Putting the finishing touches on the new teaching assistant orientation has required me to spend most of my time this week on campus. This hasn't led to the most efficient drop-off/pick-up schedule. So, for today I purposefully planned NOT to go to campus, because the DH had to work and there would be less running around if I didn't have to go to campus. Now...I actually have quite a bit to left to do on campus, but I figured not going there today would be okay because I could spend all day tomorrow there. I would go to campus around 8:ish do all my office chores, walk down the hall to my 10am meeting, then spend the afternoon running errands on campus while I waited for books to arrive.** After the books arrived I would head home and the DH could go to work.
It was a pretty damned good plan, if I do say so myself. As you can probably guess, that is not how my day is going to work. Nope. How do you thoroughly destroy such a beautiful plan? Move the 10am meeting to 11am and hold it off campus as opposed to just down the hall. Oh...and it's not just off campus, it's the equivalent of all the way home.

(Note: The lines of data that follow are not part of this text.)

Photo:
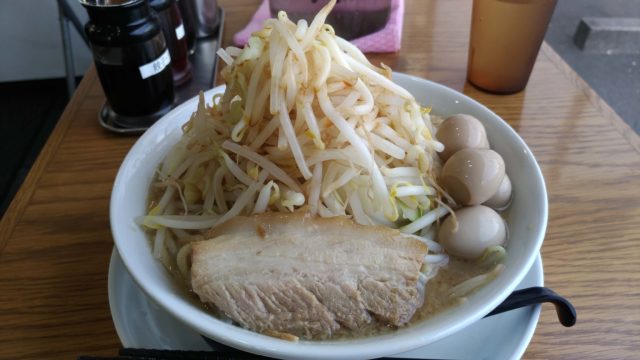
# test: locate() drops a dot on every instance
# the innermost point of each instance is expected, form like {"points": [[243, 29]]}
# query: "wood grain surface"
{"points": [[55, 241]]}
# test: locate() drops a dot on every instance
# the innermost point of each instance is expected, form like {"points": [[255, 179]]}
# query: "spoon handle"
{"points": [[537, 295]]}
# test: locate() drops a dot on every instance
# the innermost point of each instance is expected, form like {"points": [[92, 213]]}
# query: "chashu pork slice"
{"points": [[308, 276]]}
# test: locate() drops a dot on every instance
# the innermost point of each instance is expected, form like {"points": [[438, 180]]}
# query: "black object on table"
{"points": [[204, 69]]}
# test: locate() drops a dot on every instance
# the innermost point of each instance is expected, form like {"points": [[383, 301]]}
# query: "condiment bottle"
{"points": [[131, 56], [174, 31]]}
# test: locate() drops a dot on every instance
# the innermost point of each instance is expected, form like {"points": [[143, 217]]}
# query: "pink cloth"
{"points": [[387, 39]]}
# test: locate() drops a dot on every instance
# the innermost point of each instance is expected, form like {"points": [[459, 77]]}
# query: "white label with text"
{"points": [[180, 32], [156, 65]]}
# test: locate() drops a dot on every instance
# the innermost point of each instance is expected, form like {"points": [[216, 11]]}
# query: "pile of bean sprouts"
{"points": [[305, 121]]}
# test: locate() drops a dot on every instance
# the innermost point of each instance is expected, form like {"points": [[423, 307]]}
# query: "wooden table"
{"points": [[55, 241]]}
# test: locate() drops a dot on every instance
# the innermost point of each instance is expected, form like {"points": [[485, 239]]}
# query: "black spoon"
{"points": [[538, 295]]}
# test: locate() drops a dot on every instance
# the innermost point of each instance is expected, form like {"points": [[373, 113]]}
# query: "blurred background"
{"points": [[599, 39]]}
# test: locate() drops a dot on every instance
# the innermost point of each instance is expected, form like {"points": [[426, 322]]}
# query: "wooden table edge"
{"points": [[608, 113], [23, 195]]}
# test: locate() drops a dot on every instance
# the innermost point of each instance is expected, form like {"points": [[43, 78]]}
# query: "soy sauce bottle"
{"points": [[175, 34], [131, 56]]}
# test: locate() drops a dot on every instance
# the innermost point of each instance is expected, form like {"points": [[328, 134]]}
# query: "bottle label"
{"points": [[156, 65], [180, 32]]}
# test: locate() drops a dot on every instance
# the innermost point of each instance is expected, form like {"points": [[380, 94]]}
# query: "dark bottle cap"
{"points": [[116, 12], [160, 5]]}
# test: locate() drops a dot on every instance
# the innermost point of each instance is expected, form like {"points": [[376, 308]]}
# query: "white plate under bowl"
{"points": [[141, 323], [526, 218]]}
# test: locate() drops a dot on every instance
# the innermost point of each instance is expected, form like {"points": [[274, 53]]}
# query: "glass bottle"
{"points": [[174, 31], [131, 56]]}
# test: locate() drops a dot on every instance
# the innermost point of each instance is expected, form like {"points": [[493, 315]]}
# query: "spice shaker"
{"points": [[175, 34], [131, 57]]}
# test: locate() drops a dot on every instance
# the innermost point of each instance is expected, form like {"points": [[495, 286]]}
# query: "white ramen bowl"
{"points": [[526, 219]]}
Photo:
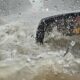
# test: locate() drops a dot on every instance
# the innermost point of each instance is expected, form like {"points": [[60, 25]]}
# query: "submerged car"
{"points": [[68, 24]]}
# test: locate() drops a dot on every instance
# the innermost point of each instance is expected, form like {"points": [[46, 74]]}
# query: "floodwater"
{"points": [[22, 59]]}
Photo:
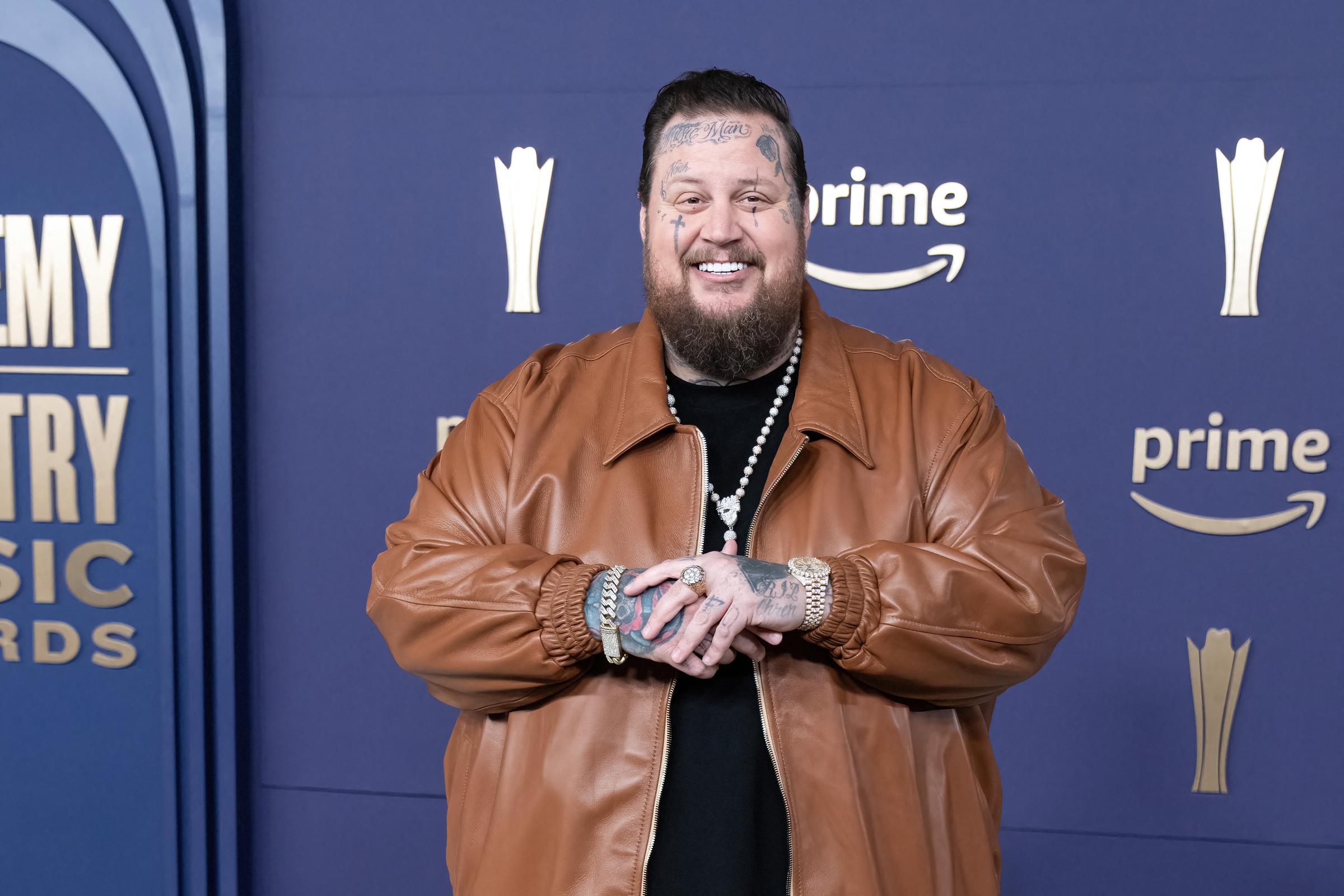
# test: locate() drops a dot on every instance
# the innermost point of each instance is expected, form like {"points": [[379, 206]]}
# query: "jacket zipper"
{"points": [[667, 703], [756, 671]]}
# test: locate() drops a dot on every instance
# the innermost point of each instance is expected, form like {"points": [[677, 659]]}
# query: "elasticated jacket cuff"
{"points": [[563, 628], [848, 581]]}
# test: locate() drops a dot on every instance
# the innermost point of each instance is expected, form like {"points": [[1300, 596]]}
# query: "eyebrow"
{"points": [[741, 182]]}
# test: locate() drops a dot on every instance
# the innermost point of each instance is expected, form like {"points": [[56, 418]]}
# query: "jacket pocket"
{"points": [[458, 774]]}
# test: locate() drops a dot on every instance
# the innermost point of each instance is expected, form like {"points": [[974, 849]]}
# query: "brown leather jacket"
{"points": [[955, 573]]}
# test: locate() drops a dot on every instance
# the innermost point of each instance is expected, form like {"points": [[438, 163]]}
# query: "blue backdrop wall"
{"points": [[1085, 137]]}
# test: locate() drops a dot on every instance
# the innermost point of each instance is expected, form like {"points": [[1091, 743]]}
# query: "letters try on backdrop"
{"points": [[1096, 272]]}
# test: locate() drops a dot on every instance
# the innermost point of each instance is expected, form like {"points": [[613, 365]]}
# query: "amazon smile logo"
{"points": [[1155, 446], [874, 204]]}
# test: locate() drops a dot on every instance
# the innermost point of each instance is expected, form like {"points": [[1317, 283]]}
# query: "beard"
{"points": [[727, 346]]}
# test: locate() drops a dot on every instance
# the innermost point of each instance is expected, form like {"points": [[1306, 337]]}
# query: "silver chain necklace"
{"points": [[730, 506]]}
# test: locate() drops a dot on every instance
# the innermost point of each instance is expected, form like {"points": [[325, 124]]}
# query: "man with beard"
{"points": [[899, 567]]}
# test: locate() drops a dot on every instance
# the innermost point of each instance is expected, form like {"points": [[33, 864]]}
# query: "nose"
{"points": [[721, 225]]}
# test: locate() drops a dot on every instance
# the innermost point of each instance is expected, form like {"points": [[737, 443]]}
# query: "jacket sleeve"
{"points": [[958, 620], [488, 625]]}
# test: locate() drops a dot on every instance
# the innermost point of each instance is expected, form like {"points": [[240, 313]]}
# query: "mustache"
{"points": [[756, 260]]}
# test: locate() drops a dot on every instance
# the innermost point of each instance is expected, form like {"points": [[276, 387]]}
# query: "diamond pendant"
{"points": [[729, 510]]}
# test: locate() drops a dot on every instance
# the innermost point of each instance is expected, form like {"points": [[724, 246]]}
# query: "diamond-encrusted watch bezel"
{"points": [[810, 567]]}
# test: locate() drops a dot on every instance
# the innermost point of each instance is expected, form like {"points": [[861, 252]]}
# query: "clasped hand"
{"points": [[743, 594]]}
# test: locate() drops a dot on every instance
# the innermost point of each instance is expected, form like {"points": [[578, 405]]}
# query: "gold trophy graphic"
{"points": [[1215, 676]]}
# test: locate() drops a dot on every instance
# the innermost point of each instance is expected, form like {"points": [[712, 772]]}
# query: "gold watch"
{"points": [[814, 574]]}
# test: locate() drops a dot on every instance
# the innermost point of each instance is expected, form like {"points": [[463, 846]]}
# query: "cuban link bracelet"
{"points": [[610, 634]]}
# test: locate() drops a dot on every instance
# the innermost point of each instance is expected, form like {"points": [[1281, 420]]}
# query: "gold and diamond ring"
{"points": [[693, 577]]}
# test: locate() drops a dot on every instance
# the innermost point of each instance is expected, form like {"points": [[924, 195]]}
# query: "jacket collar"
{"points": [[825, 399]]}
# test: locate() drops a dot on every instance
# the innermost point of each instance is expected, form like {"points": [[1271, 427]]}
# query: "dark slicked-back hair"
{"points": [[720, 92]]}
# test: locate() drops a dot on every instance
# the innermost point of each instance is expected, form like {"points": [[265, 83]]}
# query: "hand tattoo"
{"points": [[632, 613]]}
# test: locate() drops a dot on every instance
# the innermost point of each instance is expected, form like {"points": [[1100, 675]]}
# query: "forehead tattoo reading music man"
{"points": [[726, 595]]}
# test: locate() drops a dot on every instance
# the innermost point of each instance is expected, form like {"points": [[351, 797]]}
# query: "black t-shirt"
{"points": [[722, 827]]}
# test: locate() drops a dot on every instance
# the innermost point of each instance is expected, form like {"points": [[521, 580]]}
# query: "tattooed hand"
{"points": [[740, 593], [632, 615]]}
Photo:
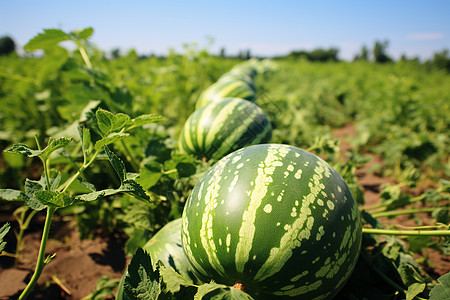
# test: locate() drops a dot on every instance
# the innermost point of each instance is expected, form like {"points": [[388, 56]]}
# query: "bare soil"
{"points": [[78, 264]]}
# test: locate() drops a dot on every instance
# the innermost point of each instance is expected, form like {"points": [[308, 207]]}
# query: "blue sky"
{"points": [[414, 28]]}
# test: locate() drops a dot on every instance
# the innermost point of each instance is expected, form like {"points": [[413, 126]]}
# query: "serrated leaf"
{"points": [[53, 145], [108, 122], [117, 164], [23, 149], [150, 175], [442, 290], [50, 37], [55, 180], [55, 199], [91, 196], [134, 188], [85, 137], [172, 279], [114, 137], [3, 231], [207, 288], [146, 119], [12, 195], [86, 184], [83, 34], [414, 290], [31, 187], [141, 281]]}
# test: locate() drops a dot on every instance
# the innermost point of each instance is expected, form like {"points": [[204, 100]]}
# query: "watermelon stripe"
{"points": [[247, 231], [226, 89], [206, 232], [221, 127], [279, 256], [242, 132], [275, 218]]}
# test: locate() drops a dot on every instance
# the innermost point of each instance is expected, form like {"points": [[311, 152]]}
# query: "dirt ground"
{"points": [[79, 263]]}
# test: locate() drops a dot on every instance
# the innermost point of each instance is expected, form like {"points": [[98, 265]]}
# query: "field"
{"points": [[113, 174]]}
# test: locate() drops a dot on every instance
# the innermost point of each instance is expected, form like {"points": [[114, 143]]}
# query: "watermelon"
{"points": [[164, 246], [235, 76], [219, 128], [226, 89], [275, 220]]}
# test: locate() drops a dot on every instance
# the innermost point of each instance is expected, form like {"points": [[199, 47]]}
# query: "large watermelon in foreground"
{"points": [[219, 128], [275, 219]]}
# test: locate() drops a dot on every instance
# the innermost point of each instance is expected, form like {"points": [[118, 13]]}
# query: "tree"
{"points": [[7, 45], [441, 60], [364, 55], [379, 52]]}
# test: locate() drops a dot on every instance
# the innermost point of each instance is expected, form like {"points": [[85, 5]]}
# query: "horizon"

It wouldn't be so bad except that I really do have enough stuff to do that I need to go to campus before the meeting...and, because I have to wait for the books, I have to return to campus after the meeting. yeah. There goes my well planned day.
**Don't get me started on why I need to wait for the books. Just don't.
03 August 2008
Back to School
Everything is in place for the new TA orientation...I think. Something will fall apart, someone will not show up, and, well, I'll cross those bridges when I come to them.
Last night, at what I consider the first party of the year, I realized this is the first semester that I'm not taking classes. Last fall I didn't have classes, but I did have directed readings, which made it feel like I had classes. Last spring I didn't have classes, but the looming pressure of comps made sure that I still felt like a student. This fall, although I have a dissertation to write, is the first time I'm more teacher than student. I'm not sure I can express how scary that is for me. Two weeks ago I was raving about how sick I am of this process. "Screw the dissertation. I'm ready for the job." Now, the reality that I no longer have a place on the other side of the classroom is sinking in.
Don't get me wrong, this is a good transition. And, really, I am ready for it. It's just that for so long my family, and probably everyone else, have thought of me as the "professional student" that it's weird to think that I am so close to never being a student again.
Yeah, yeah, I know...if I am doing my job well, I will always be a student at heart. It's just not the same as sitting at the back of the class.
01 August 2008
On the side...
One of my secret pleasures in the blogosphere is reading Mommy-blogs. Hence the link to dooce over there and to Kirsten's blog which is always a good read.
Don't read anything into this. Most of you who read this know the DH and I and probably have a pretty good idea of the disaster the act of our procreating would bring on the world. Nobody wants that...except for my mother-in-law.
So, why do I read these blogs? I don't know. They are funny. When they are not funny, they are thought provoking in ways I don't normally encounter.
The new button will send you over to Motherhood Uncensored, where Kristen Chase explains her plan to Blog the Recession. Click. and then click around some more. Oh, and be sure to go check out Redneck Mommy, it's the latest addition to my growing list of regularly read mommy-blogs.